A marksman with a powerful weapon not properly focused on an appropriate target is capable of wreaking real havoc.
Who is the marksman? Federal Reserve chair Ben Bernanke. What is his powerful weapon? Monetary policy. What is the appropriate target? The level of employment in our nation. What might be the havoc? The list is too long but let’s start with a breakdown in the relationship between monetary policy and inflation and work our way to civil unrest. Havoc does not typically connote a well defined set of outcomes.
Am I being overly alarmist? I think not given the size of Bernanke’s weapon and how wildly off target he really is in the message he sent the markets just yesterday. What did he say?
As reported by the WSJ, Fed Ties Rate To Joblessness,
The Fed said it didn’t expect to touch short-term rates until it saw the unemployment rate fall to 6.5% or lower, as long as inflation forecasts remain near its 2% target. That would mean, according to the Fed’s economic projections, that it would keep short-term rates near zero into 2015.
That is a dangerous message folks. Why so? Recall that just last week we saw the unemployment rate drop from 7.9% to 7.7%. Indications of an improved labor situation? Anything but. The decline was due almost entirely to a decline in the labor force, that is, people had literally given up looking for work. I wrote last Friday,
As I have indicated previously, we could have an unemployment rate of 5%, the cheerleaders in Washington popping champagne, and be entering into a deeper recession. How so? If people continue to simply give up looking for work and exit the labor force. Just because these people are not counted when calculating the unemployment rate, does that mean they do not even exist?
The move down from an 8.5% rate was due almost entirely from a decline in the labor participation rate as detailed in this report at BusinessInsider.

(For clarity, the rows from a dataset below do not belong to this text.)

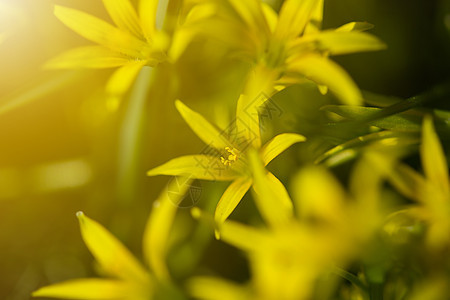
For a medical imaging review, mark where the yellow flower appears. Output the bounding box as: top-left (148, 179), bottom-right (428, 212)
top-left (32, 177), bottom-right (192, 299)
top-left (188, 152), bottom-right (386, 300)
top-left (384, 116), bottom-right (450, 250)
top-left (147, 100), bottom-right (305, 237)
top-left (46, 0), bottom-right (193, 101)
top-left (196, 0), bottom-right (386, 105)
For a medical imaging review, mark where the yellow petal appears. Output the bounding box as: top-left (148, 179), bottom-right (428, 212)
top-left (306, 31), bottom-right (387, 55)
top-left (304, 0), bottom-right (324, 34)
top-left (169, 3), bottom-right (217, 61)
top-left (32, 279), bottom-right (134, 299)
top-left (227, 0), bottom-right (269, 36)
top-left (275, 0), bottom-right (320, 39)
top-left (187, 276), bottom-right (248, 300)
top-left (139, 0), bottom-right (158, 40)
top-left (220, 219), bottom-right (267, 252)
top-left (76, 212), bottom-right (150, 284)
top-left (248, 150), bottom-right (293, 227)
top-left (147, 155), bottom-right (239, 181)
top-left (143, 177), bottom-right (193, 281)
top-left (387, 164), bottom-right (426, 203)
top-left (336, 21), bottom-right (374, 32)
top-left (175, 100), bottom-right (231, 150)
top-left (214, 178), bottom-right (252, 237)
top-left (169, 27), bottom-right (195, 62)
top-left (102, 0), bottom-right (143, 38)
top-left (421, 116), bottom-right (449, 194)
top-left (267, 172), bottom-right (295, 213)
top-left (261, 3), bottom-right (278, 33)
top-left (260, 133), bottom-right (305, 165)
top-left (292, 166), bottom-right (346, 222)
top-left (54, 5), bottom-right (149, 59)
top-left (287, 55), bottom-right (362, 105)
top-left (45, 46), bottom-right (129, 69)
top-left (105, 62), bottom-right (146, 97)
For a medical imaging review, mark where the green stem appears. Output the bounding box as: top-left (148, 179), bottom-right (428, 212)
top-left (117, 67), bottom-right (153, 205)
top-left (369, 282), bottom-right (383, 300)
top-left (362, 81), bottom-right (450, 123)
top-left (332, 267), bottom-right (368, 294)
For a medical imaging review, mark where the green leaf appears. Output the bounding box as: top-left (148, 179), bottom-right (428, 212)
top-left (315, 131), bottom-right (419, 166)
top-left (322, 105), bottom-right (422, 131)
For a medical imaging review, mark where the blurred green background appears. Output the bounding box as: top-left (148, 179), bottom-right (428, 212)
top-left (0, 0), bottom-right (449, 299)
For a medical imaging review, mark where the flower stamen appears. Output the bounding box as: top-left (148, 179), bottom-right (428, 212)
top-left (221, 147), bottom-right (240, 166)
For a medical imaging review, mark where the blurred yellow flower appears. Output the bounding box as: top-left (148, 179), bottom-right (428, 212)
top-left (188, 153), bottom-right (386, 300)
top-left (46, 0), bottom-right (194, 101)
top-left (196, 0), bottom-right (385, 105)
top-left (147, 100), bottom-right (305, 237)
top-left (385, 116), bottom-right (450, 250)
top-left (33, 177), bottom-right (192, 299)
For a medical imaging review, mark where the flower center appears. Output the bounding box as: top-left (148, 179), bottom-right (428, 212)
top-left (220, 147), bottom-right (240, 166)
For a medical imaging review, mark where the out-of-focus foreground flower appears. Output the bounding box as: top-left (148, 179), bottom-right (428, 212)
top-left (189, 150), bottom-right (386, 300)
top-left (383, 116), bottom-right (450, 250)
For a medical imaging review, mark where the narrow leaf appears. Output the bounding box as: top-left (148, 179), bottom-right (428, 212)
top-left (322, 105), bottom-right (422, 132)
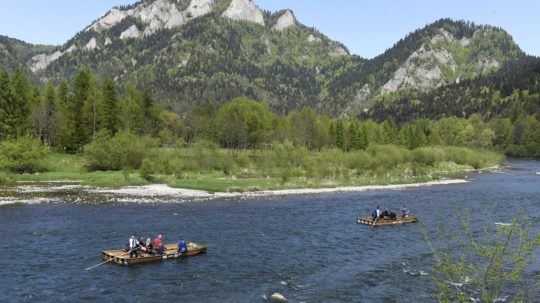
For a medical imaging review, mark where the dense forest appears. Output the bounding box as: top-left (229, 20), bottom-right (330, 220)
top-left (0, 68), bottom-right (538, 167)
top-left (367, 56), bottom-right (540, 149)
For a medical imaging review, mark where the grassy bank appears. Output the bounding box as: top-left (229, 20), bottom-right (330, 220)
top-left (1, 144), bottom-right (503, 192)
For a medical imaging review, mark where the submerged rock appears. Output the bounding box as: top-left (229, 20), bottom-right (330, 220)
top-left (270, 293), bottom-right (287, 303)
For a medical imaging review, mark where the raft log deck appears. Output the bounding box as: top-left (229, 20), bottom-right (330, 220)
top-left (102, 242), bottom-right (207, 266)
top-left (357, 215), bottom-right (418, 227)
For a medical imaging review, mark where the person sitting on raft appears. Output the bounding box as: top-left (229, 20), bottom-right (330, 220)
top-left (145, 238), bottom-right (153, 254)
top-left (178, 240), bottom-right (188, 255)
top-left (153, 234), bottom-right (165, 255)
top-left (400, 207), bottom-right (410, 218)
top-left (138, 237), bottom-right (147, 253)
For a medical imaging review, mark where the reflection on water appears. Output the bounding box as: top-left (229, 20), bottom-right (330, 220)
top-left (1, 160), bottom-right (539, 303)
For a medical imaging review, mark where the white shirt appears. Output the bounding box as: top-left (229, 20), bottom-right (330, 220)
top-left (129, 238), bottom-right (138, 249)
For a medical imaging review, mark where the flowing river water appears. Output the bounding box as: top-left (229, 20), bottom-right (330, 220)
top-left (1, 160), bottom-right (539, 303)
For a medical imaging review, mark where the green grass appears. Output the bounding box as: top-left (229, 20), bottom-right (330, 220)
top-left (2, 148), bottom-right (500, 192)
top-left (9, 153), bottom-right (148, 187)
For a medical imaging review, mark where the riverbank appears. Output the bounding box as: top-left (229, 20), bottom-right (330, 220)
top-left (0, 146), bottom-right (503, 195)
top-left (1, 179), bottom-right (470, 206)
top-left (7, 161), bottom-right (484, 193)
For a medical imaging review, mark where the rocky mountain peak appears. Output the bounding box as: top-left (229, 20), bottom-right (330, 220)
top-left (222, 0), bottom-right (265, 25)
top-left (272, 9), bottom-right (296, 31)
top-left (377, 20), bottom-right (523, 94)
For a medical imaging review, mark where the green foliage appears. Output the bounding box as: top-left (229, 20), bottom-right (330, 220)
top-left (100, 78), bottom-right (119, 135)
top-left (83, 131), bottom-right (156, 171)
top-left (214, 97), bottom-right (274, 148)
top-left (429, 219), bottom-right (539, 303)
top-left (0, 69), bottom-right (31, 139)
top-left (0, 136), bottom-right (48, 173)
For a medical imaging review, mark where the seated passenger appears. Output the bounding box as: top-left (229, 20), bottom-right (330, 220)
top-left (153, 234), bottom-right (165, 255)
top-left (138, 237), bottom-right (147, 252)
top-left (381, 209), bottom-right (390, 218)
top-left (389, 211), bottom-right (397, 220)
top-left (178, 240), bottom-right (188, 254)
top-left (400, 208), bottom-right (410, 218)
top-left (146, 238), bottom-right (153, 254)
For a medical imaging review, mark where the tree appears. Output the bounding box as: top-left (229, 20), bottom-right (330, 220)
top-left (63, 68), bottom-right (94, 153)
top-left (336, 120), bottom-right (345, 150)
top-left (101, 78), bottom-right (119, 135)
top-left (349, 120), bottom-right (368, 150)
top-left (214, 97), bottom-right (274, 149)
top-left (288, 108), bottom-right (329, 150)
top-left (31, 82), bottom-right (57, 145)
top-left (119, 85), bottom-right (145, 134)
top-left (0, 69), bottom-right (31, 139)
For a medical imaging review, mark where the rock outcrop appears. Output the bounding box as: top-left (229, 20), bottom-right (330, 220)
top-left (84, 37), bottom-right (98, 50)
top-left (381, 27), bottom-right (503, 93)
top-left (120, 25), bottom-right (142, 40)
top-left (222, 0), bottom-right (265, 25)
top-left (272, 10), bottom-right (296, 31)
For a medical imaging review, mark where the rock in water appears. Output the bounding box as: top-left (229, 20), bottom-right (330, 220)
top-left (270, 293), bottom-right (287, 303)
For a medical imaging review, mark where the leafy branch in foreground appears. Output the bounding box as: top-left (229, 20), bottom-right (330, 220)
top-left (426, 218), bottom-right (540, 303)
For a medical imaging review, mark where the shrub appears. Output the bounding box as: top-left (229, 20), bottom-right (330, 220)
top-left (0, 172), bottom-right (13, 185)
top-left (367, 145), bottom-right (411, 169)
top-left (412, 147), bottom-right (447, 166)
top-left (84, 131), bottom-right (156, 171)
top-left (0, 137), bottom-right (48, 173)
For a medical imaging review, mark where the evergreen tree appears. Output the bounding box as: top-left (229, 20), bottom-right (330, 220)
top-left (4, 70), bottom-right (31, 138)
top-left (349, 121), bottom-right (361, 150)
top-left (65, 68), bottom-right (93, 152)
top-left (31, 83), bottom-right (57, 145)
top-left (336, 120), bottom-right (345, 150)
top-left (0, 69), bottom-right (14, 139)
top-left (101, 78), bottom-right (119, 135)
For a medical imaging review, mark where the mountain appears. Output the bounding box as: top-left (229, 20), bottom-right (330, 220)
top-left (367, 55), bottom-right (540, 123)
top-left (26, 0), bottom-right (354, 114)
top-left (0, 35), bottom-right (54, 73)
top-left (1, 0), bottom-right (527, 115)
top-left (332, 19), bottom-right (524, 113)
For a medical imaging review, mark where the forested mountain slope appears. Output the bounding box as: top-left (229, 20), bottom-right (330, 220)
top-left (0, 0), bottom-right (527, 116)
top-left (0, 35), bottom-right (54, 73)
top-left (367, 56), bottom-right (540, 123)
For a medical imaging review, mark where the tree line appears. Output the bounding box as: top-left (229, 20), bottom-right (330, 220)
top-left (0, 68), bottom-right (538, 158)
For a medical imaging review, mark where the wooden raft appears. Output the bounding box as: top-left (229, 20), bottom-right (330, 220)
top-left (357, 215), bottom-right (418, 227)
top-left (102, 242), bottom-right (207, 266)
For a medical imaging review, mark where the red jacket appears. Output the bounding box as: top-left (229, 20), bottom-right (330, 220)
top-left (152, 238), bottom-right (162, 248)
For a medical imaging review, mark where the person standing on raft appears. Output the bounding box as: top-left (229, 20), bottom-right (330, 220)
top-left (128, 235), bottom-right (140, 258)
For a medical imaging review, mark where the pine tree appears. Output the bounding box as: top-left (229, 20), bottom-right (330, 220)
top-left (65, 68), bottom-right (93, 152)
top-left (101, 78), bottom-right (119, 135)
top-left (349, 121), bottom-right (361, 150)
top-left (9, 70), bottom-right (31, 137)
top-left (336, 120), bottom-right (345, 150)
top-left (43, 83), bottom-right (57, 145)
top-left (142, 89), bottom-right (159, 135)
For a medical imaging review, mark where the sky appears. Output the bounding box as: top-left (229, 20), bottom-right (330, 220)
top-left (1, 0), bottom-right (539, 58)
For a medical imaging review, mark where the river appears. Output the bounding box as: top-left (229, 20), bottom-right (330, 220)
top-left (1, 160), bottom-right (539, 303)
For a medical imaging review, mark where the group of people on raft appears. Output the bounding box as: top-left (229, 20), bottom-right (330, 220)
top-left (371, 206), bottom-right (410, 221)
top-left (126, 234), bottom-right (188, 258)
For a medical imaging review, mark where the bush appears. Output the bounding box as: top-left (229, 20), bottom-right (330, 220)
top-left (412, 147), bottom-right (447, 166)
top-left (0, 172), bottom-right (13, 185)
top-left (0, 137), bottom-right (48, 173)
top-left (367, 145), bottom-right (411, 169)
top-left (84, 131), bottom-right (156, 171)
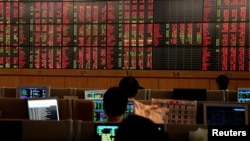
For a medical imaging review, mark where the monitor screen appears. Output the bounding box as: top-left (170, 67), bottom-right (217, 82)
top-left (173, 88), bottom-right (207, 101)
top-left (123, 101), bottom-right (134, 118)
top-left (16, 86), bottom-right (50, 99)
top-left (203, 102), bottom-right (248, 125)
top-left (26, 98), bottom-right (60, 121)
top-left (94, 123), bottom-right (165, 141)
top-left (93, 100), bottom-right (106, 122)
top-left (93, 100), bottom-right (134, 122)
top-left (84, 90), bottom-right (106, 100)
top-left (94, 123), bottom-right (119, 141)
top-left (237, 88), bottom-right (250, 103)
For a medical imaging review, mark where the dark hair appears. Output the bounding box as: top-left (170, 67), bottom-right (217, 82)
top-left (103, 86), bottom-right (128, 117)
top-left (119, 76), bottom-right (139, 98)
top-left (115, 115), bottom-right (163, 141)
top-left (216, 74), bottom-right (229, 90)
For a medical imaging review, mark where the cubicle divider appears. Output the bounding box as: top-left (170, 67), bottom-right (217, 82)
top-left (0, 98), bottom-right (72, 120)
top-left (0, 98), bottom-right (247, 124)
top-left (148, 89), bottom-right (235, 102)
top-left (22, 119), bottom-right (73, 141)
top-left (0, 118), bottom-right (208, 141)
top-left (0, 98), bottom-right (28, 119)
top-left (0, 87), bottom-right (239, 103)
top-left (73, 121), bottom-right (208, 141)
top-left (73, 88), bottom-right (85, 99)
top-left (206, 90), bottom-right (225, 101)
top-left (50, 87), bottom-right (75, 98)
top-left (0, 87), bottom-right (16, 98)
top-left (0, 119), bottom-right (74, 141)
top-left (227, 90), bottom-right (237, 102)
top-left (148, 89), bottom-right (173, 100)
top-left (134, 89), bottom-right (148, 100)
top-left (0, 98), bottom-right (249, 141)
top-left (165, 124), bottom-right (208, 141)
top-left (0, 95), bottom-right (243, 123)
top-left (72, 99), bottom-right (94, 121)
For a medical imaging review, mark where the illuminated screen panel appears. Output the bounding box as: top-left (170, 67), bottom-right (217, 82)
top-left (93, 100), bottom-right (135, 122)
top-left (237, 88), bottom-right (250, 103)
top-left (27, 98), bottom-right (60, 121)
top-left (203, 102), bottom-right (248, 125)
top-left (84, 90), bottom-right (106, 100)
top-left (16, 85), bottom-right (49, 99)
top-left (95, 123), bottom-right (119, 141)
top-left (0, 0), bottom-right (248, 71)
top-left (93, 100), bottom-right (106, 122)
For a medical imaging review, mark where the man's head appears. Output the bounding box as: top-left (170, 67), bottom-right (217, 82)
top-left (216, 74), bottom-right (229, 90)
top-left (103, 86), bottom-right (128, 121)
top-left (119, 76), bottom-right (139, 98)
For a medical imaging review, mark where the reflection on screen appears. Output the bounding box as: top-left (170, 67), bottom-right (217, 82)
top-left (27, 98), bottom-right (60, 121)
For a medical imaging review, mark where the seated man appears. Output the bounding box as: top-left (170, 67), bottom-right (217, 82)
top-left (216, 74), bottom-right (229, 90)
top-left (115, 115), bottom-right (166, 141)
top-left (103, 86), bottom-right (128, 123)
top-left (119, 76), bottom-right (168, 123)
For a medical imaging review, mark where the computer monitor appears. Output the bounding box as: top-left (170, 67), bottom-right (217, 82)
top-left (84, 90), bottom-right (106, 100)
top-left (203, 102), bottom-right (248, 125)
top-left (123, 101), bottom-right (134, 118)
top-left (93, 100), bottom-right (106, 122)
top-left (237, 88), bottom-right (250, 103)
top-left (16, 85), bottom-right (50, 99)
top-left (94, 123), bottom-right (119, 141)
top-left (93, 100), bottom-right (134, 122)
top-left (173, 88), bottom-right (207, 101)
top-left (94, 123), bottom-right (165, 141)
top-left (26, 98), bottom-right (60, 121)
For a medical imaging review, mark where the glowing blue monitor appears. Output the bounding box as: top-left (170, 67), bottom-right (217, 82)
top-left (237, 88), bottom-right (250, 103)
top-left (16, 85), bottom-right (50, 99)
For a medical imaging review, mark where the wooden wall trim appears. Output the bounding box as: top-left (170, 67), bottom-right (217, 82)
top-left (0, 69), bottom-right (248, 79)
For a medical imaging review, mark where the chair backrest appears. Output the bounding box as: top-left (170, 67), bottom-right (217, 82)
top-left (72, 99), bottom-right (94, 121)
top-left (206, 90), bottom-right (225, 101)
top-left (50, 87), bottom-right (74, 98)
top-left (148, 89), bottom-right (173, 100)
top-left (1, 87), bottom-right (16, 98)
top-left (22, 120), bottom-right (73, 141)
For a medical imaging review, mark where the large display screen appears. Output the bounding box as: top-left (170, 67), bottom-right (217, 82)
top-left (0, 0), bottom-right (249, 71)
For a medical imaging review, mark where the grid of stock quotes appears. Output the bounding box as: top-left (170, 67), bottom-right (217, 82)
top-left (0, 0), bottom-right (249, 70)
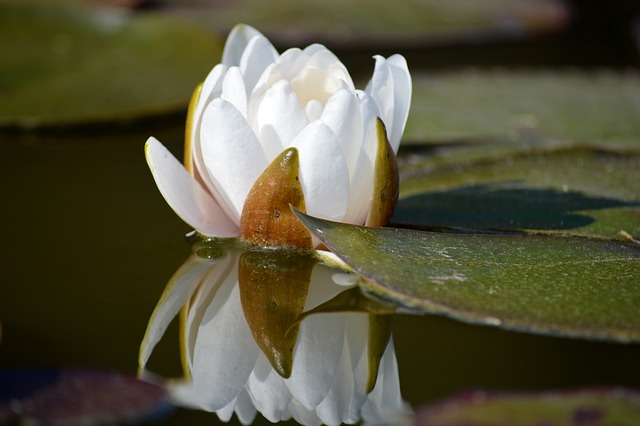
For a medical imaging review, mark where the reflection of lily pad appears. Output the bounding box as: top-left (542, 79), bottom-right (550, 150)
top-left (294, 211), bottom-right (640, 343)
top-left (160, 0), bottom-right (569, 49)
top-left (415, 388), bottom-right (640, 426)
top-left (0, 4), bottom-right (222, 128)
top-left (405, 71), bottom-right (640, 146)
top-left (396, 148), bottom-right (640, 239)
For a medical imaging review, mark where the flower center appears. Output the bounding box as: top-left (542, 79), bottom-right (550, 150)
top-left (291, 66), bottom-right (342, 107)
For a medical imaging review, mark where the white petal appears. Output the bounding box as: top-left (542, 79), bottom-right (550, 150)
top-left (144, 137), bottom-right (239, 237)
top-left (344, 313), bottom-right (371, 422)
top-left (386, 54), bottom-right (412, 152)
top-left (200, 99), bottom-right (269, 221)
top-left (216, 398), bottom-right (236, 421)
top-left (285, 265), bottom-right (346, 410)
top-left (342, 91), bottom-right (380, 225)
top-left (307, 48), bottom-right (354, 90)
top-left (361, 339), bottom-right (412, 425)
top-left (239, 34), bottom-right (279, 94)
top-left (366, 54), bottom-right (411, 152)
top-left (182, 253), bottom-right (237, 372)
top-left (277, 47), bottom-right (309, 80)
top-left (316, 328), bottom-right (355, 426)
top-left (257, 79), bottom-right (308, 158)
top-left (305, 99), bottom-right (324, 122)
top-left (235, 388), bottom-right (258, 425)
top-left (290, 121), bottom-right (350, 222)
top-left (286, 312), bottom-right (345, 410)
top-left (175, 272), bottom-right (260, 411)
top-left (190, 64), bottom-right (227, 152)
top-left (190, 65), bottom-right (230, 203)
top-left (302, 43), bottom-right (329, 57)
top-left (288, 400), bottom-right (323, 426)
top-left (221, 66), bottom-right (248, 118)
top-left (138, 254), bottom-right (219, 370)
top-left (248, 355), bottom-right (292, 422)
top-left (366, 56), bottom-right (394, 140)
top-left (320, 89), bottom-right (363, 178)
top-left (345, 314), bottom-right (369, 400)
top-left (222, 24), bottom-right (265, 66)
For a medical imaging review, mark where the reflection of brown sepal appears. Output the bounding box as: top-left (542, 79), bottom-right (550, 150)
top-left (365, 118), bottom-right (399, 228)
top-left (238, 251), bottom-right (315, 378)
top-left (367, 314), bottom-right (393, 393)
top-left (240, 148), bottom-right (313, 249)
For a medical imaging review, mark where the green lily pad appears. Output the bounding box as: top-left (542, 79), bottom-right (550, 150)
top-left (159, 0), bottom-right (568, 49)
top-left (0, 4), bottom-right (222, 128)
top-left (395, 147), bottom-right (640, 239)
top-left (415, 388), bottom-right (640, 426)
top-left (294, 211), bottom-right (640, 342)
top-left (405, 71), bottom-right (640, 147)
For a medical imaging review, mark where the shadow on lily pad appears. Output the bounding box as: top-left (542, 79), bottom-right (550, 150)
top-left (392, 182), bottom-right (640, 232)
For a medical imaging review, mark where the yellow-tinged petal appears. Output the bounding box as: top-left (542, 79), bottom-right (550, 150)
top-left (240, 148), bottom-right (312, 249)
top-left (365, 118), bottom-right (399, 228)
top-left (238, 250), bottom-right (315, 378)
top-left (184, 83), bottom-right (203, 175)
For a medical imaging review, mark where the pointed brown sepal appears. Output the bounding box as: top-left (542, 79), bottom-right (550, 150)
top-left (366, 314), bottom-right (393, 393)
top-left (183, 83), bottom-right (203, 175)
top-left (365, 118), bottom-right (399, 228)
top-left (240, 148), bottom-right (313, 249)
top-left (238, 250), bottom-right (316, 378)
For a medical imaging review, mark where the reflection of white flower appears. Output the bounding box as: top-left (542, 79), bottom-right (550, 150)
top-left (145, 24), bottom-right (411, 242)
top-left (139, 246), bottom-right (410, 425)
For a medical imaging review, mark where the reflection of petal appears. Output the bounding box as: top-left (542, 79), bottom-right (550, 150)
top-left (140, 243), bottom-right (409, 425)
top-left (138, 254), bottom-right (216, 370)
top-left (288, 311), bottom-right (345, 410)
top-left (172, 265), bottom-right (260, 412)
top-left (362, 338), bottom-right (412, 425)
top-left (248, 355), bottom-right (293, 422)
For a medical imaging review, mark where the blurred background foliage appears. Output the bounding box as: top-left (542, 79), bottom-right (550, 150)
top-left (1, 0), bottom-right (640, 424)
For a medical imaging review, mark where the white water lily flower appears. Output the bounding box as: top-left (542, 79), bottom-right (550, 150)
top-left (139, 244), bottom-right (410, 426)
top-left (145, 24), bottom-right (411, 246)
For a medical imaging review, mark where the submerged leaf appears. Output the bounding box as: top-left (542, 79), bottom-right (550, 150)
top-left (294, 211), bottom-right (640, 343)
top-left (414, 388), bottom-right (640, 426)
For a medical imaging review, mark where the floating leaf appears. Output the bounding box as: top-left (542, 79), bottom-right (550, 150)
top-left (405, 71), bottom-right (640, 147)
top-left (396, 147), bottom-right (640, 239)
top-left (414, 388), bottom-right (640, 426)
top-left (158, 0), bottom-right (568, 49)
top-left (294, 210), bottom-right (640, 342)
top-left (0, 368), bottom-right (173, 425)
top-left (0, 4), bottom-right (222, 128)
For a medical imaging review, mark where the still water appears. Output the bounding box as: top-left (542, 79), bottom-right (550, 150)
top-left (2, 118), bottom-right (640, 425)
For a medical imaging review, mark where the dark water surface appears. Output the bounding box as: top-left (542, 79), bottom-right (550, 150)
top-left (1, 118), bottom-right (639, 425)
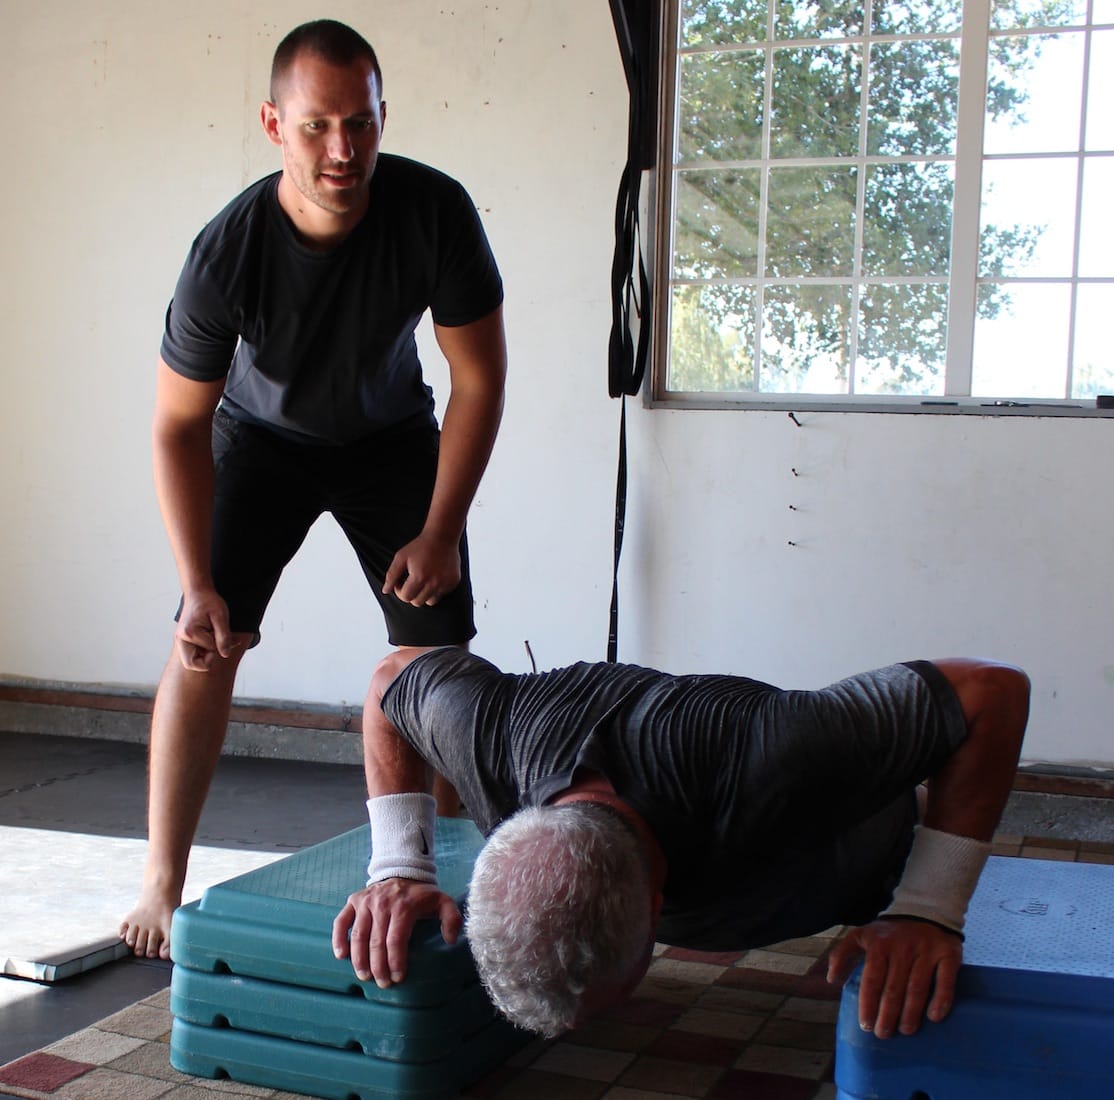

Conversely, if some of these people whom have exited the labor force reenter due to an improving economic condition we could very well see the rate move back up. In that sort of scenario the markets would read Bernanke’s message as if he would be adding another chamber to his weapon when in fact he should be taking a few bullets out. To think that Bernanke can stop the weapon from misfiring based on a read of inflation data would be to convey on him a set of powers that nobody possesses. I am guessing that Ben is already aware that global food prices are at record highs. (see page 49 in this packet put forth by Doubleline.)
What should the target be? A focus on the overall unemployment rate in conjunction with the labor force participation rate. More accurate information allows Bernanke to fine tune his accuracy and market participants and business executives to plan appropriately. Why doesn’t Bernanke do this? I guess he would have to admit that the “keep them in the dark” practice of misinformation or less than full information is not consistent with appropriate public policy.
Be careful out there . . . and navigate accordingly.